A differenza della precedente normativa, in vigenza della quale il comitato dei creditori era chiamato ad esprimere, sostanzialmente, il proprio parere, nei casi obbligatori e comunque previa istanza del curatore, il legislatore del 2006 ha affidato, invece, a tale organo funzioni ben più rilevanti, ampliandone le competenze e la partecipazione nell'ambito della procedura fallimentare e rendendolo dotato di maggiore autonomia operativa.

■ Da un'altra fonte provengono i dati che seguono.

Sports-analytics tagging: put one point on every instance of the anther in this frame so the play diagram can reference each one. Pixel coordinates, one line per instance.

Sulla base del disposto dell'art. 41 L.F., novellato dal d.lgs. n. 5/2006 e dal d. lgs. n. 169/2007, il comitato dei creditori è tenuto a vigilare sull'operato del curatore, ad autorizzarne gli atti e ad esprimere pareri nei casi previsti dalla legge, ovvero su richiesta del tribunale o del giudice delegato, motivando, seppur succintamente, le proprie deliberazioni.

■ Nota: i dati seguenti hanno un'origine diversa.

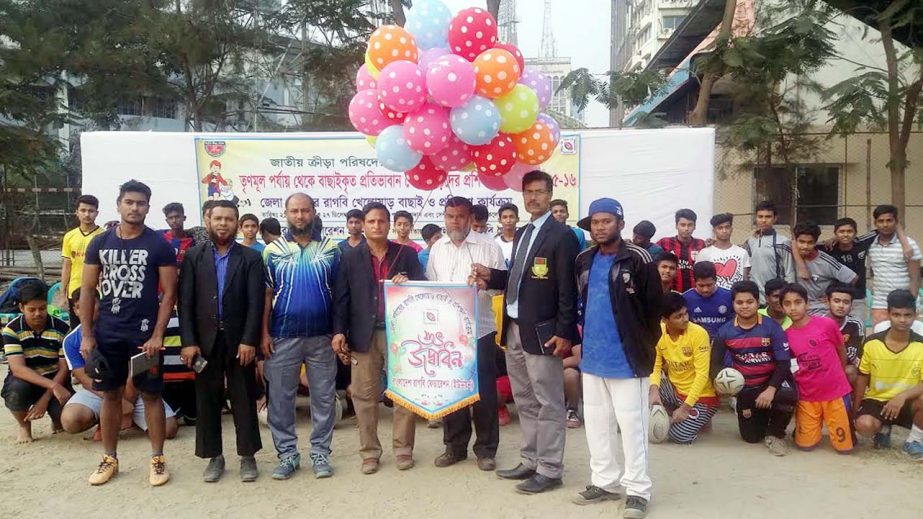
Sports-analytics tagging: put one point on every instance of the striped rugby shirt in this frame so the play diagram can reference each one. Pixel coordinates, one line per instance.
(824, 270)
(889, 268)
(41, 350)
(686, 254)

Il comitato ed ogni suo componente inoltre, secondo il 5° comma dell'art. 41, possono ispezionare in qualunque tempo le scritture contabili e gli atti della procedura, avendo diritto di chiedere notizie e chiarimenti sia al curatore che al fallito.

In ordine alla nomina del comitato, lo stesso, secondo l'art. 40 L.F., è nominato dal giudice delegato entro trenta giorni dalla sentenza di fallimento, sulla base delle risultanze documentali, sentiti il curatore e i creditori che, con la domanda di ammissione al passivo o precedentemente, hanno dato la disponibilità ad assumere l'incarico ovvero hanno segnalato altri nominativi.

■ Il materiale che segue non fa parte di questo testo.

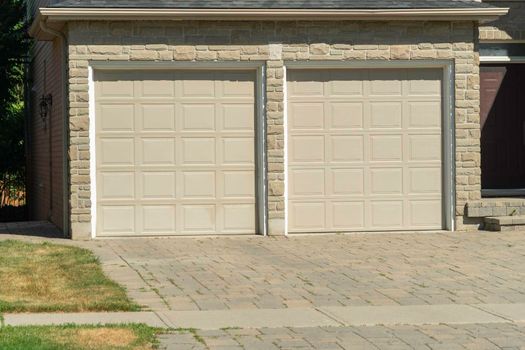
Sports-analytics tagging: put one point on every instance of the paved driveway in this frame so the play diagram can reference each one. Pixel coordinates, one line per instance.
(318, 271)
(306, 275)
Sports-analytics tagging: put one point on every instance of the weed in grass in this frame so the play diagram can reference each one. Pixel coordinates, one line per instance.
(49, 278)
(70, 337)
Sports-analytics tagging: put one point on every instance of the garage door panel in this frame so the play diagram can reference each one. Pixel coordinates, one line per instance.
(348, 215)
(238, 217)
(425, 147)
(425, 114)
(179, 151)
(347, 182)
(117, 185)
(387, 115)
(238, 184)
(425, 180)
(199, 184)
(386, 181)
(238, 118)
(378, 140)
(117, 117)
(159, 185)
(306, 148)
(199, 218)
(386, 148)
(425, 213)
(159, 219)
(157, 151)
(116, 151)
(307, 216)
(346, 148)
(346, 115)
(307, 182)
(158, 117)
(198, 150)
(198, 117)
(117, 219)
(306, 116)
(387, 214)
(238, 150)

Il comitato è composto di tre o cinque membri scelti tra i creditori, secondo le modalità indicate nell'art. 40, e, comunque, “in modo da rappresentare in misura equilibrata quantità e qualità dei crediti ed avuto riguardo alla possibilità di soddisfacimento dei crediti stessi”.

Gli stessi membri del comitato, entro dieci giorni dalla nomina, provvedono a nominare, a maggioranza e su convocazione del curatore, il proprio presidente. Ciascun componente, inoltre, può delegare in tutto o in parte, l'espletamento delle proprie funzioni ad uno dei soggetti aventi i requisiti indicati nell'art. 28, ovvero i medesimi requisiti richiesti per la nomina di curatore, previa comunicazione al giudice delegato.